How can quality professionals help the accounting department understand and implement cost of quality (COQ)?

Our response

Quality professionals often work cross-functionally. One of the key aspects of the role requires working effectively and efficiently with personalities, and the key aspect to implementing a new process in an organization requires educating the team and setting up a process implementation time line.

Schedule a training session with accounting to help them understand COQ and how it can affect the organization’s revenue. Also, define COQ in terms of accounting and finance.

COQ is a method that allows an organization to determine the extent to which its resources are used for activities that: prevent poor quality, appraise the quality of the organization’s products or services, and result from internal and external failures. This information allows the organization to determine the potential savings to be gained through process improvements, such as training programs, to improve general workmanship and minimize human error, which contribute to increased COQ.

COQ consists of the cost of poor quality (COPQ), or the cost of nonconformance, and the cost of good quality (COGQ), or the cost of conformance. COPQ not only is caused by producing defective products, but it also includes costs related to fixing the defects. From an accounting standpoint, the cost of rework results in increased selling, general and administrative (SG&A) costs. Essentially, this means that the employee hours that could be spent working on new production orders are diverted to fixing issues associated with poor quality and workmanship.
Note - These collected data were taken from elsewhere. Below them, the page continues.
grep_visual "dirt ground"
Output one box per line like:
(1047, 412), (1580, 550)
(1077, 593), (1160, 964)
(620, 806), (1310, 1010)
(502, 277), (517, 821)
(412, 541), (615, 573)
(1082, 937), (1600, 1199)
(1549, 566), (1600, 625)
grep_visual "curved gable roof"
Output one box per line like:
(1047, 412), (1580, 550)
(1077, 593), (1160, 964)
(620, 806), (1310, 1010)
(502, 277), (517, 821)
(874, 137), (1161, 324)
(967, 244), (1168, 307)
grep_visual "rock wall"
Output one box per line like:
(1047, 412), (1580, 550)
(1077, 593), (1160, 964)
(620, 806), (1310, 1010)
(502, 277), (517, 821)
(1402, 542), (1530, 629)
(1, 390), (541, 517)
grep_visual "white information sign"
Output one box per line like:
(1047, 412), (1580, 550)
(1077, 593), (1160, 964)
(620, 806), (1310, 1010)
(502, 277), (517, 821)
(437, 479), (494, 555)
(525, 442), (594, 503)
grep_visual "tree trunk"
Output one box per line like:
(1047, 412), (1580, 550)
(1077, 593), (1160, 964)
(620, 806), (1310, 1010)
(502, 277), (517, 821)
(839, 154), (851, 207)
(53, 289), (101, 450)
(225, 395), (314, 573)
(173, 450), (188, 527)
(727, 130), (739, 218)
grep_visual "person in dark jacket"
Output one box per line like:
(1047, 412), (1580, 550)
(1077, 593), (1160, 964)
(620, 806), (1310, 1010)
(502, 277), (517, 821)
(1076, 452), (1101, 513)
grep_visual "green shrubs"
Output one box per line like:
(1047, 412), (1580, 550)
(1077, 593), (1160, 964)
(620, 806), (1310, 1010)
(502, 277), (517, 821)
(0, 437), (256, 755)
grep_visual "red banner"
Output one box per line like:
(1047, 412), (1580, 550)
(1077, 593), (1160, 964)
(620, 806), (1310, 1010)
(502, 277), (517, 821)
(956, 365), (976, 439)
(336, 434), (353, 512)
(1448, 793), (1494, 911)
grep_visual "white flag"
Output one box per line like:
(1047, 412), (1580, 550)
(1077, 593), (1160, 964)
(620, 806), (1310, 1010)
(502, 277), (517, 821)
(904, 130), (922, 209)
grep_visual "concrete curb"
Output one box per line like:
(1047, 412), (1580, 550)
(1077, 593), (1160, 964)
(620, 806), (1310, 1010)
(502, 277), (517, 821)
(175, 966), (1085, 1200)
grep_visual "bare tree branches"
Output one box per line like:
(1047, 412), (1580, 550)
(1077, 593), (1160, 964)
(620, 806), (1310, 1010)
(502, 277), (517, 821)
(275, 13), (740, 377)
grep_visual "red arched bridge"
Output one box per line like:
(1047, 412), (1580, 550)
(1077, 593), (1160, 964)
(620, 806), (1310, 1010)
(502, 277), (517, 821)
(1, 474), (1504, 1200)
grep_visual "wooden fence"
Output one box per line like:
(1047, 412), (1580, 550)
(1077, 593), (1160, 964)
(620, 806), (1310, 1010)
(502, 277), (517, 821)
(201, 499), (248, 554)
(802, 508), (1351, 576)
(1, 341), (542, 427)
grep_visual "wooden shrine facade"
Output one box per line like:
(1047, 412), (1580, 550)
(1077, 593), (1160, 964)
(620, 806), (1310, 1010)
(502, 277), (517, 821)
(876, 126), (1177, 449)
In addition to costs associated with improving processes and training, it is important to note that the overall COQ increases the cost of goods sold and SG&A costs.

Provide the accounting department with metrics and data associated with COQ, such as:

  1. The value associated with manufacturing products that don’t meet contractually agreed on end-to-end yields.
  2. Costs don’t result from only producing and fixing failures; a high percentage of costs come from ensuring that good products are produced.
  3. COPQ affects internal and external costs resulting from failing to meet customer or user requirements, and are found before products or services are delivered to external customers.
  4. COGQ includes costs related to preventing nonconformances and appraising products or services to ensure they meet requirements.
  5. Strategic sourcing of raw materials from high-quality suppliers to minimize quality issues associated with outbound logistics.
  6. Intangible costs and loss of reputation.
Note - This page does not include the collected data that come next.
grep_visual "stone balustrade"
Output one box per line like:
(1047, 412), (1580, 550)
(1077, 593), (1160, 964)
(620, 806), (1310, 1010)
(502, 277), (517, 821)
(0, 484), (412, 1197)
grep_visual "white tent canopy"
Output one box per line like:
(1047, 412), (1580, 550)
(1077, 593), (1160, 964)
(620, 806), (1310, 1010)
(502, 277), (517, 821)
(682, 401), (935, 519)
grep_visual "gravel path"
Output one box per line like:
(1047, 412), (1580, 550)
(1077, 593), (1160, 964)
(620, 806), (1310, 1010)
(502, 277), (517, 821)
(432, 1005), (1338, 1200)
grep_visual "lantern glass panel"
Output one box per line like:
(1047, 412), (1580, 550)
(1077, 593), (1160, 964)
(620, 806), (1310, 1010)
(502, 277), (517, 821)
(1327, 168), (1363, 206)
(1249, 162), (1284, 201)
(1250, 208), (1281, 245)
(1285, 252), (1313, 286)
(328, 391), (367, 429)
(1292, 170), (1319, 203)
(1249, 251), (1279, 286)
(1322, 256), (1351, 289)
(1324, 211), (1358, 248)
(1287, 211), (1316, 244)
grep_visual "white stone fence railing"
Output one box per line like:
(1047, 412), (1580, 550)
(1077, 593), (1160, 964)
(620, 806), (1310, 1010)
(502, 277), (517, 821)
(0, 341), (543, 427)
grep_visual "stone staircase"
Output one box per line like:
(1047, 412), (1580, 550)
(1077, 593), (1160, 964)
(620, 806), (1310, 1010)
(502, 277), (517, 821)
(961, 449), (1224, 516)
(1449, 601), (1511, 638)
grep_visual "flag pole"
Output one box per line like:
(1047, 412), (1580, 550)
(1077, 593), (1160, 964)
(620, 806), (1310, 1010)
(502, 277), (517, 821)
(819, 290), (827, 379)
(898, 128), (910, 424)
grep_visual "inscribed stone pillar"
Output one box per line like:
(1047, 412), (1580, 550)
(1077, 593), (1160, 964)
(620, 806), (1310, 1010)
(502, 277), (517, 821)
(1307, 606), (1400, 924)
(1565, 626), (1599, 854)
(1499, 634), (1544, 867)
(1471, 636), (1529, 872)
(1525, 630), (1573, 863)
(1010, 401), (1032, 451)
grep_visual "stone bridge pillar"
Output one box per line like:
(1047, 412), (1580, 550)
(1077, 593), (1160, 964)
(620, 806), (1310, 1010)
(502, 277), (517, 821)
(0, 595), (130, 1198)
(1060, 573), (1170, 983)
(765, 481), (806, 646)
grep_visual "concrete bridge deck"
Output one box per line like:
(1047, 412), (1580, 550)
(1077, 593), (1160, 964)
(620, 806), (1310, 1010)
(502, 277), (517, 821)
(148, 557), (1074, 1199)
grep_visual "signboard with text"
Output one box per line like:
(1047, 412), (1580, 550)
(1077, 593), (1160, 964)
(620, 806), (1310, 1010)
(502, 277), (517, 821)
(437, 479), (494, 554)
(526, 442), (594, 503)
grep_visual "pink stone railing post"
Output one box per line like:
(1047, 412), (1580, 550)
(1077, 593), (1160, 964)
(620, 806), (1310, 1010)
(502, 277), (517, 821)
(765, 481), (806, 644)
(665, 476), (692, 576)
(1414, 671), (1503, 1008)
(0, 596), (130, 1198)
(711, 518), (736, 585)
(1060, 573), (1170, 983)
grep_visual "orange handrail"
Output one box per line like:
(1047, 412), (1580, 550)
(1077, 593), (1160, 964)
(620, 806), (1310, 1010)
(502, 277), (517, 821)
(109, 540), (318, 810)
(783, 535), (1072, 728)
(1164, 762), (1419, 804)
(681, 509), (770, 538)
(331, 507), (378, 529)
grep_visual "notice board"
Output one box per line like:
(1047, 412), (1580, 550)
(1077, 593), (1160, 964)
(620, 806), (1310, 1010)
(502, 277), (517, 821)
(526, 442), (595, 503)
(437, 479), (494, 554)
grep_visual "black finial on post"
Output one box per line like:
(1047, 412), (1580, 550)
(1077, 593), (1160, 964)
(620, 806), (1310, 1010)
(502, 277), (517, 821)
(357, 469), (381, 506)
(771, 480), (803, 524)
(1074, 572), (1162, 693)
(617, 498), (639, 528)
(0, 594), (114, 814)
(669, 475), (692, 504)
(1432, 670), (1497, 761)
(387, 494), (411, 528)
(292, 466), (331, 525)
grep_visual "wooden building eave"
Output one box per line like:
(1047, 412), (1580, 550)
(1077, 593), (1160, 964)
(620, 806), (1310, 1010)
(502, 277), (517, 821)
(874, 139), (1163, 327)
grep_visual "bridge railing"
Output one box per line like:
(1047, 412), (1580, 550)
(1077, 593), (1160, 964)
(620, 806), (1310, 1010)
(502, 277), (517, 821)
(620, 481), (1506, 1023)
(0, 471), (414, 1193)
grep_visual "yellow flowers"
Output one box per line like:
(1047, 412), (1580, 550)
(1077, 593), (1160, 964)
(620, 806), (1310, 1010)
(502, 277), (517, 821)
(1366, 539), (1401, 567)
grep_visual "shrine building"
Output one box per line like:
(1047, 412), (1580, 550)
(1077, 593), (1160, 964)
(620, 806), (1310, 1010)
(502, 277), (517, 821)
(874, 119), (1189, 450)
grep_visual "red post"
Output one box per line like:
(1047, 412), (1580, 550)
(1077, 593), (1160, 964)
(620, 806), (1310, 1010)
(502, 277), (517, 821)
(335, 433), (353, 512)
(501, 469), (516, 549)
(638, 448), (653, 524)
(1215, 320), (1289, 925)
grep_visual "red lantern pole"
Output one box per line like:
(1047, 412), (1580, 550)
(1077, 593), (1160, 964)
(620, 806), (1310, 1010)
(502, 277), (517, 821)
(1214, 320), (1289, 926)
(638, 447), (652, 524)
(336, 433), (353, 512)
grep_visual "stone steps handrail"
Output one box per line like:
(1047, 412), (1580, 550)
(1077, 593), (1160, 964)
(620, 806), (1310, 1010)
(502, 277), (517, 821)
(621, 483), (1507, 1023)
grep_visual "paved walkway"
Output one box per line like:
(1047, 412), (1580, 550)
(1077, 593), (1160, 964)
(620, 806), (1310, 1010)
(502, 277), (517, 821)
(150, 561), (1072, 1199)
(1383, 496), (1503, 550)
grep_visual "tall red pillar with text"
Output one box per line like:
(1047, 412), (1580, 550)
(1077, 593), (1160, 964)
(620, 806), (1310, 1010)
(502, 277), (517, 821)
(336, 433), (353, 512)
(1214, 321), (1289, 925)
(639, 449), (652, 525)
The following information can be used to break down the impact in terms of profit and loss statements. Quality professionals can help identify and set up key performance indicators (KPI) to track COPQ. Internal and external failure costs can be tracked using metrics such as:

  • Rework and scrap.
  • Delays and downtime.
  • Redesign and testing.
  • Reorder of raw materials.
  • Shortages.
  • Failure analysis.
  • Downgrading.
  • Lack of flexibility and adaptability.
  • Repairing goods and redoing services for customers.
  • Customer warranties, bad will and complaints.
  • Losses due to reduced sales.
  • Environmental costs.

Along with identifying and setting up KPIs for COPQ, quality professionals can help identify areas in which to implement preventive actions to prevent producing poor quality products. These are prevention costs such as:

  • Quality planning.
  • Supplier evaluation.
  • New product review.
  • Error proofing.
  • Capability evaluations.
  • Quality improvement team meetings.
  • Quality improvement projects.
  • Quality education and training.

COGQs, such as appraisal costs, are incurred when controlling products and services to ensure high quality at all stages, and conforming to quality standards and performance requirements. Examples include costs for:

  • Checking and testing purchased goods and services.
  • In-process and final inspections and tests.
  • Field testing.
  • Product, process or service audits.
  • Calibrating measuring and testing equipment.
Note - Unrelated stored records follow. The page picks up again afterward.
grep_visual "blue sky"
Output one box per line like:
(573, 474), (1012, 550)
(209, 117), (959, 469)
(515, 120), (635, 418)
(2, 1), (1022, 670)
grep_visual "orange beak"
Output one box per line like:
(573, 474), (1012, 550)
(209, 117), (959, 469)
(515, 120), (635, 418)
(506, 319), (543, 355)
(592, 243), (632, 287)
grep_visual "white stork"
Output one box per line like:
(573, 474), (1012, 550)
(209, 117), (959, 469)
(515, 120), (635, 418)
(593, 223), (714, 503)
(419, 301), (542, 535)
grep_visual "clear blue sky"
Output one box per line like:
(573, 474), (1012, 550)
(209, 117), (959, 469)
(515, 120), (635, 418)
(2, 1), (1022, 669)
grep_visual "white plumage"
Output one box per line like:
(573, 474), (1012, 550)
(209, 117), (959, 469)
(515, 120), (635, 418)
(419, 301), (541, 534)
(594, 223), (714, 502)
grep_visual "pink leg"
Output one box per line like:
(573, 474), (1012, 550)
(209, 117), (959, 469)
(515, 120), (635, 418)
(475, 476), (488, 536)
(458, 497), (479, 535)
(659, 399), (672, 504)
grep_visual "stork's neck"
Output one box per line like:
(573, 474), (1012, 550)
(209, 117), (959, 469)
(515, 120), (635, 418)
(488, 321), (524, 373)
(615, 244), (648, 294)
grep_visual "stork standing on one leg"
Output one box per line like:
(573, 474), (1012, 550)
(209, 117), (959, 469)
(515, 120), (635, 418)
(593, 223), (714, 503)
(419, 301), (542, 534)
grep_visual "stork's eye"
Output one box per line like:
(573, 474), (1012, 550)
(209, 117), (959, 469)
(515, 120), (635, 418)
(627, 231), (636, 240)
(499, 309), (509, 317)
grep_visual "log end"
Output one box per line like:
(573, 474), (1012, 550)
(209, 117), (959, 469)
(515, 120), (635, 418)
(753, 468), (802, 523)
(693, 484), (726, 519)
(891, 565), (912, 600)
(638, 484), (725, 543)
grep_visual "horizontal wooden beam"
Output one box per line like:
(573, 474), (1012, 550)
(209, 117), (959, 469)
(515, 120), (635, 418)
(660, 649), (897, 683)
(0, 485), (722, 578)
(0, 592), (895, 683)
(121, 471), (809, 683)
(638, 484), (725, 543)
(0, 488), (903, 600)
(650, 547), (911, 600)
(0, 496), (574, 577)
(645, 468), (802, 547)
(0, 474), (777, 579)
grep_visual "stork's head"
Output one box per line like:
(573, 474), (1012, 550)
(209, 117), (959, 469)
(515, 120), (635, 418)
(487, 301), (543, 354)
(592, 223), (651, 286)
Quality professionals can help the accounting team identify and prioritize critical areas that must be addressed first. Specific areas of collaboration with accounting include identifying cost drivers and ensuring due diligence is performed when tracking these costs. Leveraging software tools such as PowerBI or Tableau to create interactive dashboards can provide real-time tracking of employee hours and other quality-related costs. Implementation can be a continuous improvement project for the teams, which helps implement KPIs effectively and reduce potential challenges that could arise from the accounting team.

Many COQs are hidden and difficult to identify through formal measurement systems. Only a few COPQs and COGQs are obvious, but offer a huge potential for reducing costs. Discussing the steps mentioned earlier and working collaboratively with accounting helps identify and improve these costs, and significantly reduces the costs of doing business.


ASQ, “Cost of Quality,” asq.org/quality-resources/cost-of-quality.